The band has mentioned their love of Sabbath, and it’s a delight to hear how deep the Iommic influences flow on so many of their songs, from the séance of “Ghost Love” and sexy “Planet Caravan” tones of “Night Owl” to the virtual tribute to “Paranoid” that is “Insane” (though Alfaro’s synths give it a horror-rock feel even spookier than Sabbath sludge). Also, the staccato plucking on “Creatures” seem to evoke the carnival-like qualities of the Doors at their creepiest, and I have to believe that’s intentional—certainly live, vocally and lyrically, Jones often stands out from the music with a Lizard-King intensity that’s unmistakable. Their love for Roky Erickson shows up a bit here and there, too, though not as directly: perhaps “Wingading,” with its firm bass line and French Horn, is meant to evoke the trumpety moodiness of the Elevators’ Bull in the Woods, though it’s hard to pay attention to the horn once Jones’ voice comes in to mimic the crazed wah-fueled guitars by Rachman, which sound like a sitar but also like a bagpipe!
There are so many highs and lows on this album, but as talented as all the members are, especially Rachman on guitar, Jones is the fulcrum upon which the rest of the band teeters. That’s why the simple acoustic ditty “Summertime Dear” will likely be your favorite tune off the album. Ostensibly a Hope Sandoval-esque love song in which Jones’s character whiles away the morning with her lover dreaming of their old age together, you never quite buy that it’s true—like Lou Reed’s “Perfect Day,” all the sincere woo-pitching somehow feels like the naivete of the doomed. Only if you listen closely can you pick out the line about wanting to “keep on running, because we can sleep when we’re dead,” which feels straight out of a poem by Bonnie Parker to Clyde Barrow.

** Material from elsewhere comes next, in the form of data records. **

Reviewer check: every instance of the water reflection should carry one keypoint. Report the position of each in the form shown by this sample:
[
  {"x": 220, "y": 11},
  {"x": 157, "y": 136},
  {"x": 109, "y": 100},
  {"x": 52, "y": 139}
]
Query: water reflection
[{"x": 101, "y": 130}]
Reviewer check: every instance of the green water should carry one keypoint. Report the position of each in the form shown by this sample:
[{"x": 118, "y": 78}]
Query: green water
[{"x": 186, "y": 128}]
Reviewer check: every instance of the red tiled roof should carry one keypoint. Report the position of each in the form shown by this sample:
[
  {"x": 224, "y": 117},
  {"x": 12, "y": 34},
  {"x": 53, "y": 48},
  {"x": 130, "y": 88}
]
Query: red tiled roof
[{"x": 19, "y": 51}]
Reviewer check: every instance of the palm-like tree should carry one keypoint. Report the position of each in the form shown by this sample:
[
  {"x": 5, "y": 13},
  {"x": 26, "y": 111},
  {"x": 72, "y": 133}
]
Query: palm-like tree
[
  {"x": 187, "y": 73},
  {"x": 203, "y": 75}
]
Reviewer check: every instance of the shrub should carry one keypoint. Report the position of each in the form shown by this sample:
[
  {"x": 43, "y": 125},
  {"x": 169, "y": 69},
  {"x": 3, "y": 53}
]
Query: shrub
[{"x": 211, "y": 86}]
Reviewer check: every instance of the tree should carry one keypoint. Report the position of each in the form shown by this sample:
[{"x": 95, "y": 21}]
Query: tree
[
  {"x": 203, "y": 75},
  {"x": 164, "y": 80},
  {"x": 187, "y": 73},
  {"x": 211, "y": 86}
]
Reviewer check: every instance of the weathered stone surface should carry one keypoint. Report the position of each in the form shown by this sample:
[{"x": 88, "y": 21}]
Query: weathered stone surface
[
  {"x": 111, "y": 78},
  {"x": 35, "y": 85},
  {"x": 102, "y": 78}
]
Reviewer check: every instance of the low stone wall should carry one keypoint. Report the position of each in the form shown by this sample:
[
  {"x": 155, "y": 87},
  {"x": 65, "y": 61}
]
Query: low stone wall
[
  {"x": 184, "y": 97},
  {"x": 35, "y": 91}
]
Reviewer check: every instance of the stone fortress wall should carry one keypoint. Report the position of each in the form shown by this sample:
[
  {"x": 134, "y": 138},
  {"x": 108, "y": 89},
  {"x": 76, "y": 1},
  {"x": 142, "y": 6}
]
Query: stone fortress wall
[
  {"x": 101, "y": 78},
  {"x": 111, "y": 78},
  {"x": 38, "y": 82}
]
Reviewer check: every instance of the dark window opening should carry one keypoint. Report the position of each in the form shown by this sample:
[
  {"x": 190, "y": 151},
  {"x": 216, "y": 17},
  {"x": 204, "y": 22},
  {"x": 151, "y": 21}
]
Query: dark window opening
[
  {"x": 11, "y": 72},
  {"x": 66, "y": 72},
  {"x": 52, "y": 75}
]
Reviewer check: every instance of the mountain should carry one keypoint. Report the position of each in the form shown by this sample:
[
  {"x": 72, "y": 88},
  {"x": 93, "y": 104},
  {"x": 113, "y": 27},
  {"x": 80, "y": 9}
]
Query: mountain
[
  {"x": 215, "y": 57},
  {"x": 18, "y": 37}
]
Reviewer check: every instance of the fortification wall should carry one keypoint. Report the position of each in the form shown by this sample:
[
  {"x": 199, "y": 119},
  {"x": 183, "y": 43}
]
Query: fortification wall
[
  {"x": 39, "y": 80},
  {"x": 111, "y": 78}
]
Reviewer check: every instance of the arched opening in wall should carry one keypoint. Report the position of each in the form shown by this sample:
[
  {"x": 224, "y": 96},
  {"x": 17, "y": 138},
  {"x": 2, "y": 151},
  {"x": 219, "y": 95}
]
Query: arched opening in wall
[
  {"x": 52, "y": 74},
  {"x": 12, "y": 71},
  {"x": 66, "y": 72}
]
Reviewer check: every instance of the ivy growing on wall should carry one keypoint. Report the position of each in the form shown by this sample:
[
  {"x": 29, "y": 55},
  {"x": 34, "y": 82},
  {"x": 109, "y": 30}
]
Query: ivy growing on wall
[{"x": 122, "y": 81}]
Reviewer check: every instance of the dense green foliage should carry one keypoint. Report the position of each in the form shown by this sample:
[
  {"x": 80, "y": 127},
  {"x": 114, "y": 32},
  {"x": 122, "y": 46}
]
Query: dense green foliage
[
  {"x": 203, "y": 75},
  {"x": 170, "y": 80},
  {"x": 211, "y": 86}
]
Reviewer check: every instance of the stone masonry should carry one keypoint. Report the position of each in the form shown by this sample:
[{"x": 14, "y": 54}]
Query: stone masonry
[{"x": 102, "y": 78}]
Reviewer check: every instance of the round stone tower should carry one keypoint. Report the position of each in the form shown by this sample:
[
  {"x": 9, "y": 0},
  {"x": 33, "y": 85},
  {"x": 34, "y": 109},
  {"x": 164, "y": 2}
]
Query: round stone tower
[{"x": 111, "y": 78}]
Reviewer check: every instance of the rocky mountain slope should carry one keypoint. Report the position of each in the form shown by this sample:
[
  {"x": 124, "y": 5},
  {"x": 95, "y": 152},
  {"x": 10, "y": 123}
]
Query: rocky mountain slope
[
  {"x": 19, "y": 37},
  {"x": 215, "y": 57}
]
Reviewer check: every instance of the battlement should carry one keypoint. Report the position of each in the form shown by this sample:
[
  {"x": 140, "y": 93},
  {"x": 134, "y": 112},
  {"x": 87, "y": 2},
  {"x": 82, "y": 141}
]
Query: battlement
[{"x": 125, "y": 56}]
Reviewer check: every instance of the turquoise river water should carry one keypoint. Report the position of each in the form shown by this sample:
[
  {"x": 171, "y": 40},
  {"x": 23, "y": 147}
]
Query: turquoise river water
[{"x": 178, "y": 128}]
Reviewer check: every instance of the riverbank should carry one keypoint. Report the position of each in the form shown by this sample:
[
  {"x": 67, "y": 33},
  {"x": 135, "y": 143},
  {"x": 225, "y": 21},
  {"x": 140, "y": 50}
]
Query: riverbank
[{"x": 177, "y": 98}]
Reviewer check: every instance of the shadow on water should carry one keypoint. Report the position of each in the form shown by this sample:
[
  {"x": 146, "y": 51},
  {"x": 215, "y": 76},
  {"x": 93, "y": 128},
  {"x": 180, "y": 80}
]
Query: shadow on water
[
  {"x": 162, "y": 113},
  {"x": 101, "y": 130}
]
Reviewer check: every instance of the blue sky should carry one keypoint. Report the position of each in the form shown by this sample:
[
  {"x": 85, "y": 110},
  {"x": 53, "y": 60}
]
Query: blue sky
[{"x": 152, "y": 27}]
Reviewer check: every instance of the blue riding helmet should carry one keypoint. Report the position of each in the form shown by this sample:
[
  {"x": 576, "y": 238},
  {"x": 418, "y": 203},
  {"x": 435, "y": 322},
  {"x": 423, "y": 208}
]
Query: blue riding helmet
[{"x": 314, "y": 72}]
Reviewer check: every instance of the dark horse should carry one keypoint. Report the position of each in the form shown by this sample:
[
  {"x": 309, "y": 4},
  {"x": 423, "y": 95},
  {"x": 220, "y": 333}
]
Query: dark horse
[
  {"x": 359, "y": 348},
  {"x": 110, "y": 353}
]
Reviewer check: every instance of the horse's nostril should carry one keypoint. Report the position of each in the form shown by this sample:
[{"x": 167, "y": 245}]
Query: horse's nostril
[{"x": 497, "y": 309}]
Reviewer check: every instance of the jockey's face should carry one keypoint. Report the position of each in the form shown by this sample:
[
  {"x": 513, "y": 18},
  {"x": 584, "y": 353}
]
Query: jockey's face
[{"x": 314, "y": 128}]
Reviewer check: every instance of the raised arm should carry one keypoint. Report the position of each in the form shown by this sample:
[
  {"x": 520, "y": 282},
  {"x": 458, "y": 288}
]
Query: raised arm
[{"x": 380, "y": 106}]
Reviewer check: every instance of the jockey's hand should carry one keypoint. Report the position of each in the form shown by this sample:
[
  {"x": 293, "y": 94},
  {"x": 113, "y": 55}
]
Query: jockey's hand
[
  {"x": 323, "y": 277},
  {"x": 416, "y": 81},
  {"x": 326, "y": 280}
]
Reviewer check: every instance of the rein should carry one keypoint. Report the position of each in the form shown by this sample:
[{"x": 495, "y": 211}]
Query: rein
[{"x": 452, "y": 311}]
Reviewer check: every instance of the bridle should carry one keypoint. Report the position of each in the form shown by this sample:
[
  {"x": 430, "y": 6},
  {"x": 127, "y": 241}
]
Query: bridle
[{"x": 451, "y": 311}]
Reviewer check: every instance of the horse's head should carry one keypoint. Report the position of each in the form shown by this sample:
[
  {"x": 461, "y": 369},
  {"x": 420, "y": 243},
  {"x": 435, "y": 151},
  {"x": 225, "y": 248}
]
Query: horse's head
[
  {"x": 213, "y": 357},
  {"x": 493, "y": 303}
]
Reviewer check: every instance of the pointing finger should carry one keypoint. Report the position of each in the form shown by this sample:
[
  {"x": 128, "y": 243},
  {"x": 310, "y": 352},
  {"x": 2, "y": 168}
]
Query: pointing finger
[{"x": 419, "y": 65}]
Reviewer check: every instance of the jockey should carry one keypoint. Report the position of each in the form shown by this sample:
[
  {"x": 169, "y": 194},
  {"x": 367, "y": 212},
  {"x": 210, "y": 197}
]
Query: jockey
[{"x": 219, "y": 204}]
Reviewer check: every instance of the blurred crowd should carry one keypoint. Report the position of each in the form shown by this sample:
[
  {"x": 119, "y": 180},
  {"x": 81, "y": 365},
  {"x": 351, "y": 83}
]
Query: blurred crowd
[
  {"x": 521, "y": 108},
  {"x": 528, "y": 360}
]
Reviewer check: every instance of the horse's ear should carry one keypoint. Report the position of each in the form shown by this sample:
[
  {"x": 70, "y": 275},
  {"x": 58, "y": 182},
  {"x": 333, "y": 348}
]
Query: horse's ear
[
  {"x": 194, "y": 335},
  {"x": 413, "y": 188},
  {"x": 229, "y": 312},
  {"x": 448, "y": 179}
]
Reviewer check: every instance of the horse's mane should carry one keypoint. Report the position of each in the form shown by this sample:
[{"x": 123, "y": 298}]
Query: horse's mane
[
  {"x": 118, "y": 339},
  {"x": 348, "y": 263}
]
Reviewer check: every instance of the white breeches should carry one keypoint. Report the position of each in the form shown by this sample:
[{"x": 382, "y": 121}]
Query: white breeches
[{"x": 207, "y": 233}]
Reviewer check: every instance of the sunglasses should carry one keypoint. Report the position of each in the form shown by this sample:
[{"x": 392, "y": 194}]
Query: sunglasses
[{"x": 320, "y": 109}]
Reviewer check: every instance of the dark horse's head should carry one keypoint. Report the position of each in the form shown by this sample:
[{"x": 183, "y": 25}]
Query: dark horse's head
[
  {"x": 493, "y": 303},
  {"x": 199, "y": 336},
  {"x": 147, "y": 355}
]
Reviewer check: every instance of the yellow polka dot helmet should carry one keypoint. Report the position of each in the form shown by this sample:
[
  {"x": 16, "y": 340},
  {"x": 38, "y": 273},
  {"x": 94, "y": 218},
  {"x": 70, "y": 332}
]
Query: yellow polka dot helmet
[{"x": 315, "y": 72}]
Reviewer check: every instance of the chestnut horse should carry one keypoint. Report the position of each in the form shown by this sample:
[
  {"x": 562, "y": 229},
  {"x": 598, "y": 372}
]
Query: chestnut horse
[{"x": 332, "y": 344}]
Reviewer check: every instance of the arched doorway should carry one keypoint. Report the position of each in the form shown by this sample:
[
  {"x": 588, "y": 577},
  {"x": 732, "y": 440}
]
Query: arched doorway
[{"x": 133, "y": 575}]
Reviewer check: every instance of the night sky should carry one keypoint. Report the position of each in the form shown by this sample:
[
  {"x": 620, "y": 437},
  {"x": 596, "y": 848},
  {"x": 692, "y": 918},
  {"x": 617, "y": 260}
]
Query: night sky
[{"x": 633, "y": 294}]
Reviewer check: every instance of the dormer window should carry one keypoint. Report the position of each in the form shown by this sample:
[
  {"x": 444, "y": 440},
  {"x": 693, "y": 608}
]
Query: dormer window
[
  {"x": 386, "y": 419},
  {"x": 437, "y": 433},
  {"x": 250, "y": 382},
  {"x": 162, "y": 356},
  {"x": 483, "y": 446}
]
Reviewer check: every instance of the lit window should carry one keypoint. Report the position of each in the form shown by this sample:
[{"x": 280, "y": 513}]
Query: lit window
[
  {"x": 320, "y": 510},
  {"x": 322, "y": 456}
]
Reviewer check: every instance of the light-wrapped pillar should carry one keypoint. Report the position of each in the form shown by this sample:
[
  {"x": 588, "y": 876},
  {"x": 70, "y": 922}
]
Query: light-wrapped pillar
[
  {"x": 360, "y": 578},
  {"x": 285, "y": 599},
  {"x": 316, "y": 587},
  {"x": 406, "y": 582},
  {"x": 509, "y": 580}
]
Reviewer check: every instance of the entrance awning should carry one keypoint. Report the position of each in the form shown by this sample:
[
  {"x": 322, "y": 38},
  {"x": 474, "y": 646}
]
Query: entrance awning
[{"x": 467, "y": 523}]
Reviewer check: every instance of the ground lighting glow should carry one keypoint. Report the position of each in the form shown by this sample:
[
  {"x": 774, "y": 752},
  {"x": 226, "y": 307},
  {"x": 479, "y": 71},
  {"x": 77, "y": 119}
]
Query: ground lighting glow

When it comes to the future of Feeding People, I hope that things won’t end as young bands often do, with a barrage of destruction and self-immolation the first time their enthusiasm meets with outside opposition. And I don’t think they will: honestly, for good or ill, this band seems to be on a collision course for nothing but fame. Someone is watching over them—or perhaps watching them from down below? As Jones puts it in the album’s opening track, “When I sing my native tongue, it sounds like a devil is dancing over me.” Whether her voice is channeling spirits, or whether Feeding People is simply a band of spirited musicians all pulling together to make her glossolalia of gloom the official soundtrack for these apocalyptic times, Peace, Victory and the Devil will make you want to stockpile this album and hole up in your bunker to await the band’s next revelation.